The women at the Hamlin Fistula Hospital spend much of their recovery time outside, chatting and braiding each other’s hair. Photograph by Yanina Manolova.
Limited or no access to sanitation and adequate health-care, however, represents only one of the many issues affecting the still overwhelming maternal and infant mortality rates in today’s developing world: half of the deaths of expectant or new mothers in developing regions are due to hemorrhages and hypertension, together the leading causes of maternal mortality. Other less direct factors also have a significant influence in increasing maternal mortality rates: malaria, HIV/AIDS, heart diseases, obstructed labor, complications while performing anesthesia or cesarean sections, and ectopic pregnancies.
“Existence of Dismissal” by Bulgarian visual journalist and documentary photographer Yanina Manolova dives straight into one of the predominant causes of death among Ethiopia’s female population and in much of sub-Saharan Africa: obstetric fistula. Obstetric fistula is a medical condition caused by unrelieved, prolonged or obstructed labor, and it consists of an abnormal connection or passageway between the female genitalia and adjoining organs, with very noticeable consequences.
“I never thought these condition existed… The women were leaking down everywhere,” recalled Manolova in a phone interview, talking about the first time she entered an Ethiopian hospital in the obstetric ward.

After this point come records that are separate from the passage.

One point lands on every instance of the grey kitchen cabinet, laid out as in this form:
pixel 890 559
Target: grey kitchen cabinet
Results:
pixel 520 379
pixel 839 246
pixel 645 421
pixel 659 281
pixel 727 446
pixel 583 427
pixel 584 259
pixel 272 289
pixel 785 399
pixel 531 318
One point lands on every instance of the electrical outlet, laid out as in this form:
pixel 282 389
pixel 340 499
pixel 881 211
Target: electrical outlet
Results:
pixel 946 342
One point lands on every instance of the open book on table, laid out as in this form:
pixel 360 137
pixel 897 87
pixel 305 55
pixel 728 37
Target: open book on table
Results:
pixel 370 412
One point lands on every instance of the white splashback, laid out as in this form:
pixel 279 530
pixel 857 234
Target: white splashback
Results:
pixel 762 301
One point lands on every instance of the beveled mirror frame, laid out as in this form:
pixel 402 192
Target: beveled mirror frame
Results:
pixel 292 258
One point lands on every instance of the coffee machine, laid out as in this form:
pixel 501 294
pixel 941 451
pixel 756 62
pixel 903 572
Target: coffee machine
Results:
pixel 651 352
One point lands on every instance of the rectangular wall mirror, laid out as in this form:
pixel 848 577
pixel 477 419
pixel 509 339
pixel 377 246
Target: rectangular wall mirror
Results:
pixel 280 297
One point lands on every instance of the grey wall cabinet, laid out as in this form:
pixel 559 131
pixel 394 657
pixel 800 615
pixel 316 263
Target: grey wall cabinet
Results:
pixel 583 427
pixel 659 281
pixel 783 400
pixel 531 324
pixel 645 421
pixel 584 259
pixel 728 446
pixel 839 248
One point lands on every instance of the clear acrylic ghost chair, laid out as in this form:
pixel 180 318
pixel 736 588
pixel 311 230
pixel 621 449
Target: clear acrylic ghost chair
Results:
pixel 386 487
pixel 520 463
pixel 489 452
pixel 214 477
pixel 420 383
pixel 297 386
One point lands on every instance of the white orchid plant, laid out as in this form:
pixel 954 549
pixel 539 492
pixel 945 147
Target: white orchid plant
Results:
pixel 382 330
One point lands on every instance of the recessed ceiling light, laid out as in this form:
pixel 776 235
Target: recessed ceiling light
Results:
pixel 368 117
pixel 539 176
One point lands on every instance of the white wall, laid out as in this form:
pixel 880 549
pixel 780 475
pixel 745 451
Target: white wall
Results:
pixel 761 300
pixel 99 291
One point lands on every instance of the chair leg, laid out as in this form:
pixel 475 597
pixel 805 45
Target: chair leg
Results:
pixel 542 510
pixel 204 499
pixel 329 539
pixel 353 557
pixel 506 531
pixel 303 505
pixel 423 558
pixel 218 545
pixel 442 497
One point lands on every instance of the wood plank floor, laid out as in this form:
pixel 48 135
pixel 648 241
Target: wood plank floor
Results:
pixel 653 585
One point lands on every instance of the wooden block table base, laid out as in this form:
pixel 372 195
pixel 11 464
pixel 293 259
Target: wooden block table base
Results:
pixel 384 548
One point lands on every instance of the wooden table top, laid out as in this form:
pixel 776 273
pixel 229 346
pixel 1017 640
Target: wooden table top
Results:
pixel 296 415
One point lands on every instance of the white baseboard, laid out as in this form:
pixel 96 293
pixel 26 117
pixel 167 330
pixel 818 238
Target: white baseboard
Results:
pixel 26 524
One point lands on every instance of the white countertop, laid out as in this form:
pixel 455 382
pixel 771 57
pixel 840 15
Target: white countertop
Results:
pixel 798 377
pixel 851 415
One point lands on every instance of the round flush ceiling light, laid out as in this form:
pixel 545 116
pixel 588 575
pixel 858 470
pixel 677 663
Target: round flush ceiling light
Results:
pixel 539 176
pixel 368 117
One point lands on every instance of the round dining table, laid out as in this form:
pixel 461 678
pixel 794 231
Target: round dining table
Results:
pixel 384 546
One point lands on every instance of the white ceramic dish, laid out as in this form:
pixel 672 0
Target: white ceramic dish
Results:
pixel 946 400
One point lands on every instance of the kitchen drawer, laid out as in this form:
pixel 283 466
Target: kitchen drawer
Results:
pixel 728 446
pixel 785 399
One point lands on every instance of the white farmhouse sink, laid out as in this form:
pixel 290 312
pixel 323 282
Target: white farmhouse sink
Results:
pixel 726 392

Since the beginning of her career as a photojournalist, Manolova’s interest always lied in pursuing projects exploring women’s issues, ranging from domestic violence to health. Childbirth in particular interested her as a moment of fundamental change for all women ‑ and definitely in a tragic way for some. In 2006, after learning about the problem of obstetric fistula on National Public Radio while looking for an idea for a foreign reporting documentary project, she spent two weeks traveling around between Addis Ababa and the rural Ethiopian countryside photographing it.
“It struck me — all the embarrassment these women were going through and the social stigma, but also how their lives were being changed by those who helped them.”
Manolova was particularly moved by their vulnerability, both due to their precarious and embarrassing condition and the fact that they were constantly undergoing surgery, and by the desperation of the situation. She remembers the women felt they didn’t deserve to live because no one liked them.